When Writing Doesn’t Help Heal Trauma

Ten years ago, I suffered a breakdown and checked myself into a mental hospital. I never saw a rubber room, and I didn’t stay the night. I was a day patient.

In the therapy I received in the hospital, and afterward with a few therapists, I was repeatedly told, over and over like a broken record, that I should write about my traumatic experiences as a form of therapy, and it would help me recover and heal.

I started writing then, and through all of these years of writing, I found the opposite to be true. Revisiting the trauma through writing retraumatizes me and makes my PTSD worse.

Recently I researched the question and found article after article and study after study stating that writing helps heal trauma. Finally, I found one article that supported my position that writing about trauma can make things worse. It was published in Psychology Today, a reliable source compared to some I found in my online search supporting the writing does help position.

When Not Talking About Past Trauma Is Wise | Psychology Today

In this article, the author, Carrie Barron, M.D., states that talking about trauma can make things worse in some cases, and it is better for some to not talk or write about it at all.

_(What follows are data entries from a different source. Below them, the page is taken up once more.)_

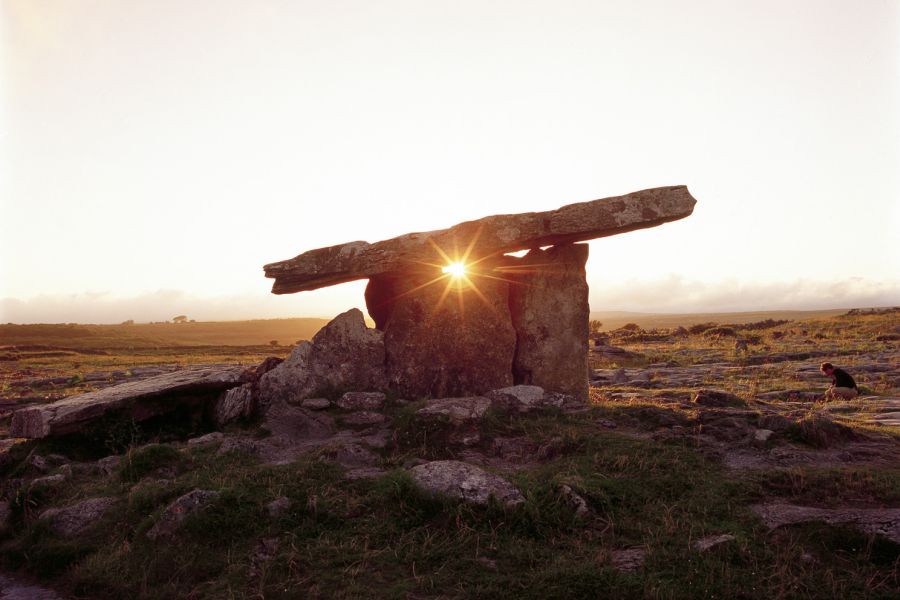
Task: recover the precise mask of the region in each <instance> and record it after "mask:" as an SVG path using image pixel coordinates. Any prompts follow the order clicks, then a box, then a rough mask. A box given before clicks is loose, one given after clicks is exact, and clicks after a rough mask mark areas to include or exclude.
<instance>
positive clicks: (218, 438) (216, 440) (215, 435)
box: [188, 431, 225, 446]
mask: <svg viewBox="0 0 900 600" xmlns="http://www.w3.org/2000/svg"><path fill="white" fill-rule="evenodd" d="M224 437H225V434H224V433H222V432H221V431H213V432H211V433H207V434H206V435H201V436H200V437H195V438H191V439H189V440H188V446H200V445H202V444H212V443H214V442H220V441H222V438H224Z"/></svg>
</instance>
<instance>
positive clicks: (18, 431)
mask: <svg viewBox="0 0 900 600" xmlns="http://www.w3.org/2000/svg"><path fill="white" fill-rule="evenodd" d="M244 380H245V368H244V367H239V366H236V367H213V368H210V367H190V368H187V369H182V370H180V371H175V372H173V373H166V374H164V375H158V376H156V377H151V378H149V379H142V380H140V381H131V382H128V383H123V384H121V385H116V386H112V387H108V388H105V389H102V390H99V391H96V392H89V393H87V394H80V395H77V396H70V397H68V398H64V399H63V400H59V401H57V402H53V403H51V404H45V405H42V406H31V407H28V408H24V409H22V410H19V411H16V412H15V413H14V414H13V417H12V423H11V424H10V436H11V437H23V438H43V437H47V436H51V435H61V434H66V433H73V432H75V431H78V430H79V429H81V428H83V427H84V426H85V425H87V424H89V423H91V422H93V421H96V420H97V419H100V418H102V417H103V415H105V414H106V413H108V412H110V411H115V410H128V411H129V412H130V413H131V416H132V417H133V418H134V419H135V420H138V421H140V420H143V419H147V418H149V417H153V416H156V415H159V414H164V413H166V412H168V411H170V410H173V409H175V408H177V407H178V406H179V405H180V402H182V401H184V398H185V397H190V396H192V395H208V394H213V393H215V392H221V391H224V390H227V389H230V388H233V387H236V386H238V385H240V384H241V383H243V382H244Z"/></svg>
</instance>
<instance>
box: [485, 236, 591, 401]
mask: <svg viewBox="0 0 900 600" xmlns="http://www.w3.org/2000/svg"><path fill="white" fill-rule="evenodd" d="M587 257H588V246H587V245H586V244H567V245H564V246H553V247H551V248H547V249H546V250H541V249H540V248H536V249H534V250H531V251H530V252H529V253H528V254H526V255H525V256H523V257H521V258H512V257H509V265H508V266H507V267H506V268H505V269H502V271H503V273H504V275H505V276H507V277H509V278H510V279H511V280H512V281H513V282H514V283H513V284H511V285H510V287H509V308H510V314H511V316H512V323H513V327H514V328H515V330H516V354H515V359H514V360H513V381H514V382H515V383H517V384H529V385H539V386H541V387H543V388H545V389H548V390H553V391H555V392H561V393H564V394H570V395H572V396H574V397H575V398H577V399H578V400H580V401H582V402H587V399H588V387H589V386H588V371H589V368H588V335H589V330H588V319H589V314H590V307H589V306H588V285H587V280H586V279H585V271H584V265H585V263H586V262H587Z"/></svg>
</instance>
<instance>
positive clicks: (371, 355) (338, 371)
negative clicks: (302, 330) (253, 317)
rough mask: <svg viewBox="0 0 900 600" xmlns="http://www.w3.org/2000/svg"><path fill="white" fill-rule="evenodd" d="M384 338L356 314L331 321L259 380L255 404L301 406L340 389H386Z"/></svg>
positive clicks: (353, 313) (348, 310)
mask: <svg viewBox="0 0 900 600" xmlns="http://www.w3.org/2000/svg"><path fill="white" fill-rule="evenodd" d="M384 363H385V356H384V334H383V333H382V332H380V331H378V330H376V329H369V328H368V327H366V322H365V319H364V318H363V314H362V312H361V311H360V310H359V309H356V308H354V309H351V310H348V311H347V312H345V313H342V314H340V315H338V316H337V317H335V318H334V319H333V320H332V321H331V322H330V323H328V324H327V325H326V326H325V327H323V328H322V329H321V330H320V331H319V332H318V333H316V335H315V336H314V337H313V339H312V342H301V343H300V344H298V345H297V347H296V348H294V350H293V351H292V352H291V354H290V356H288V358H287V360H285V361H284V362H283V363H281V364H280V365H278V366H277V367H275V368H273V369H272V370H271V371H269V372H267V373H266V374H265V375H263V376H262V377H261V378H260V380H259V402H260V404H261V405H262V406H263V407H265V406H267V405H269V404H271V403H272V402H273V401H275V400H284V401H287V402H300V401H302V400H304V399H306V398H309V397H311V396H320V395H322V394H323V393H325V392H331V391H335V390H340V389H352V390H358V391H380V390H383V389H385V387H386V380H385V371H384Z"/></svg>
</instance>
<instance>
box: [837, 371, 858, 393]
mask: <svg viewBox="0 0 900 600" xmlns="http://www.w3.org/2000/svg"><path fill="white" fill-rule="evenodd" d="M831 382H832V383H833V384H834V387H848V388H851V389H854V390H855V389H856V382H855V381H853V378H852V377H850V373H848V372H847V371H845V370H843V369H835V370H834V371H832V372H831Z"/></svg>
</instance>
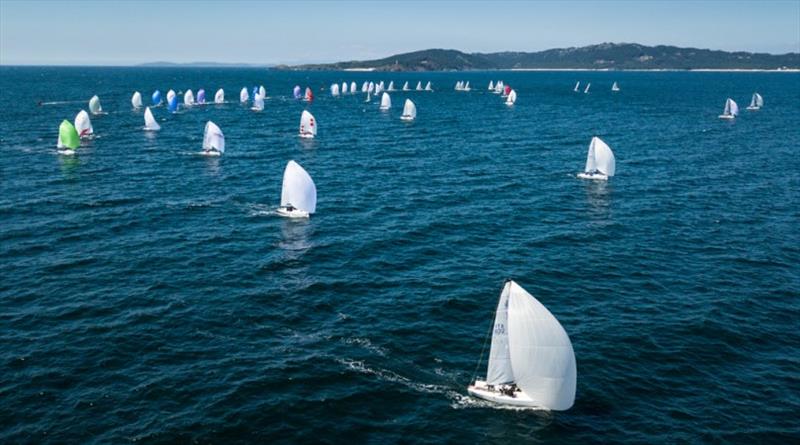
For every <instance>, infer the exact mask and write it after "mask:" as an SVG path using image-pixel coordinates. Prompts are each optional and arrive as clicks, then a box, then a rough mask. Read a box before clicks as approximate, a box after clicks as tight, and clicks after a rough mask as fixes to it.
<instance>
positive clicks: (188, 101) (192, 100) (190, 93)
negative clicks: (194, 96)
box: [183, 90, 194, 107]
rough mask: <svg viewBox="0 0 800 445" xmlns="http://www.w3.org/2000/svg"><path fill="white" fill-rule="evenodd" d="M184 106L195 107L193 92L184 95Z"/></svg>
mask: <svg viewBox="0 0 800 445" xmlns="http://www.w3.org/2000/svg"><path fill="white" fill-rule="evenodd" d="M183 104H184V105H186V106H187V107H191V106H192V105H194V93H192V90H186V92H185V93H183Z"/></svg>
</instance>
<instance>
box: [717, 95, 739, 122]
mask: <svg viewBox="0 0 800 445" xmlns="http://www.w3.org/2000/svg"><path fill="white" fill-rule="evenodd" d="M738 114H739V106H738V105H736V102H734V101H733V99H731V98H728V100H726V101H725V109H724V110H723V111H722V114H720V115H719V118H720V119H733V118H735V117H736V116H737V115H738Z"/></svg>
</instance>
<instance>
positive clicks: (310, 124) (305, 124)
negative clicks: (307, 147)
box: [300, 110, 317, 139]
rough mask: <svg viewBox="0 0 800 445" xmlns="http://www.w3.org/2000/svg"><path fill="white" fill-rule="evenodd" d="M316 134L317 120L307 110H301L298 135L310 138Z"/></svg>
mask: <svg viewBox="0 0 800 445" xmlns="http://www.w3.org/2000/svg"><path fill="white" fill-rule="evenodd" d="M316 135H317V120H316V119H314V116H313V115H312V114H311V113H309V112H308V110H303V114H302V115H300V137H301V138H306V139H311V138H313V137H314V136H316Z"/></svg>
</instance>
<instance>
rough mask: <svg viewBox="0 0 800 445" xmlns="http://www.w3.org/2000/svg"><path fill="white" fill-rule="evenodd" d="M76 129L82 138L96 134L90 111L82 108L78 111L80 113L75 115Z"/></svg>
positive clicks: (87, 138)
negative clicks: (79, 110) (88, 111)
mask: <svg viewBox="0 0 800 445" xmlns="http://www.w3.org/2000/svg"><path fill="white" fill-rule="evenodd" d="M75 131H77V132H78V137H80V138H81V139H88V138H90V137H92V135H93V134H94V128H92V121H91V119H89V113H87V112H86V111H84V110H81V111H80V112H78V115H77V116H75Z"/></svg>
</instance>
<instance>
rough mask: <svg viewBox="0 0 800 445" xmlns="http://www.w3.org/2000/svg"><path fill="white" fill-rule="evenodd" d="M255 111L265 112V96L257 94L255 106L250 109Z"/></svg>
mask: <svg viewBox="0 0 800 445" xmlns="http://www.w3.org/2000/svg"><path fill="white" fill-rule="evenodd" d="M250 109H251V110H253V111H263V110H264V96H262V95H261V94H256V97H254V98H253V106H252V107H250Z"/></svg>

Why is it that therapists never give the option of not talking? The answer seems obvious. If patients selected not talking, therapists would lose their business.

I have a large writing project that I have spent the last five years working on completing. Some of my past trauma is featured in this 400-page work. I need to finish this book, and when I have, I will need to rethink writing for me and determine if it is beneficial. I have already considered that this will be my first and last big work, and if I continue to write more, I will concentrate on short stories.